TERRA.WIRE
17 stranded on sandbank in path of Hurricane Dean
KINGSTON, Aug 19 (AFP) Aug 19, 2007
At least 17 people were reported stranded on a tiny island off the coast of Jamaica after refusing to evacuate as Hurricane Dean bore down on the island, officials said Sunday.

The 17, believed to be Spanish divers, would have to fend for themselves on the small sand bank of Pedro Cays as any rescue attempt was now too late, said Captain Havland Honnigan, chairman of the Fishermen Co-Operative in the town St Elizabeth.

Jamaica was bracing for the arrival of the category 4 hurricane due to make landfall here later Sunday, and already lashing the island with driving rains.

"It would be impossible for any rescue operation to take place now," said Honnigan.

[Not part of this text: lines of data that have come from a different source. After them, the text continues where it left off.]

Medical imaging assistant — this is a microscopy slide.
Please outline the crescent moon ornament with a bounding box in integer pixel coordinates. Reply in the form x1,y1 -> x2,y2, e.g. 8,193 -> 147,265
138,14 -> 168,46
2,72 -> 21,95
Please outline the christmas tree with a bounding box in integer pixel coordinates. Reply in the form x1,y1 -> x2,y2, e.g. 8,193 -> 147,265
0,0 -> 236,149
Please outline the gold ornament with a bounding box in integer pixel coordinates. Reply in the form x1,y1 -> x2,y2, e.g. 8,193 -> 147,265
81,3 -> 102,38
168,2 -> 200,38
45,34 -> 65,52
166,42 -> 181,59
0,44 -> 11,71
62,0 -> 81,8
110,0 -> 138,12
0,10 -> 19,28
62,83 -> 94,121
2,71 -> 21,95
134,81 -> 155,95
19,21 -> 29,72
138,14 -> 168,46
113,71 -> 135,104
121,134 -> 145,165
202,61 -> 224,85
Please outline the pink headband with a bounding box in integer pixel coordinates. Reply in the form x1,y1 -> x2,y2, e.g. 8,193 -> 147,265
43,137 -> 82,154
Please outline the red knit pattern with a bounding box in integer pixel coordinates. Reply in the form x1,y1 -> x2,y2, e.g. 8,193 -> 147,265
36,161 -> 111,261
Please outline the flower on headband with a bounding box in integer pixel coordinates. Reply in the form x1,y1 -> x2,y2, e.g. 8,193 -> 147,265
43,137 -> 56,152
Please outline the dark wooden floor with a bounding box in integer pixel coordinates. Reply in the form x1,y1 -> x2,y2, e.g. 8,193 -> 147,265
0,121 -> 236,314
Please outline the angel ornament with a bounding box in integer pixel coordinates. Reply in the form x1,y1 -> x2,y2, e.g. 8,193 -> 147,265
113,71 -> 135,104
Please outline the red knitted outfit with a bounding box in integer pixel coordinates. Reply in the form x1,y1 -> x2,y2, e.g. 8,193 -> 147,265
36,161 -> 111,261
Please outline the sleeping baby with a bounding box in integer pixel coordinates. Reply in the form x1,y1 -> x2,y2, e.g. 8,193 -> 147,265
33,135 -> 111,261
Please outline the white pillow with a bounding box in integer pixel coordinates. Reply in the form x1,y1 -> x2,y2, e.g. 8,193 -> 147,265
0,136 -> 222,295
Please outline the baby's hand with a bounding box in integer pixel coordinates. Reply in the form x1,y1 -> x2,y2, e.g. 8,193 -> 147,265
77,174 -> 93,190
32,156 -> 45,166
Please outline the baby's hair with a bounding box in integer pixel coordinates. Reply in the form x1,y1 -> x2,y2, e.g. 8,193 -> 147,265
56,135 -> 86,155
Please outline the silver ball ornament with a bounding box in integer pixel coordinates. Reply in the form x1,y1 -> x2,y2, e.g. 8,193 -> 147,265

"They were advised by the Jamaica Coast Guard on Thursday morning to leave the Cays, and they refused," he said, clearly upset that there were still people on Pedro Cays, which lies some 80 kilometers (50 miles) south of Jamaica.

During Hurricane Ivan, which struck Jamaica in 2004 killing 2004, some 35 people had managed to survive on Pedro Cays.

But its location put it on Sunday almost directly in the eye of Hurricane Dean. Honnigan said he believed those people who had refused to evacuate "should be arrested and charged."